Friday, July 15, 2016

Crabby, Crab, Crabby, Crab, Crab.

There's a neutron star in the middle of the Crab Nebula, and that sucker is spinning 30 times every second!

Image Credit: NASA, ESA, J. Hester (ASU), and M. Weisskopf (NASA / MSFC)
The above image was released on Astronomy Picture of the Day recently. It shows the illumination of the Crab Nebula from the Crab Pulsar (the rightmost of the two bright stars in the image). A pulsar is a neutron star which is highly magnetized and spins rather quickly, emitting radiation. The Crab Nebula itself is made up of the remnants of a large star that collapsed long ago, blowing off lots of material and forming the Crab Pulsar neutron star. The spinning of the pulsar drives the illumination of the nebula. 

The image of the Crab Nebula above comes from a composite of x-ray and optical light data from the Chandra X-ray Observatory and the Hubble Space Telescope.
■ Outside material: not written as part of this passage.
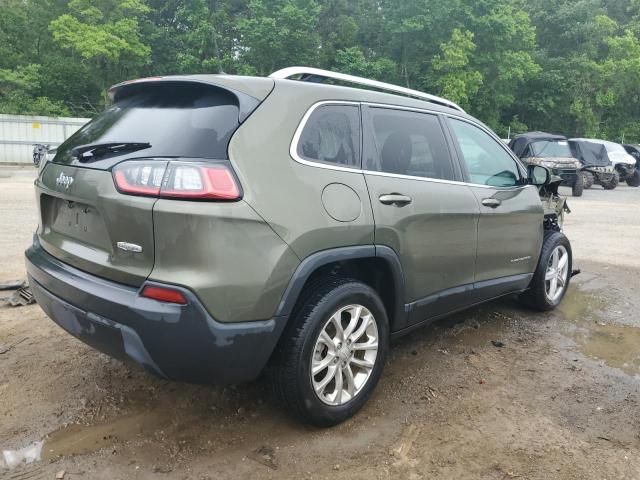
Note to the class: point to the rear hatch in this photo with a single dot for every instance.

The video below shows the two different types of image (x-ray in blue, optical in red) in seven different sets of images from November 200 to April 2001. Those images have been looped many times to create a video, where you can see the swirling stellar winds moving through the nebula from the pulsar.




The Crab Nebula is beautiful, but that beauty can find new meaning when we consider the processes that formed the nebula and are affecting it today.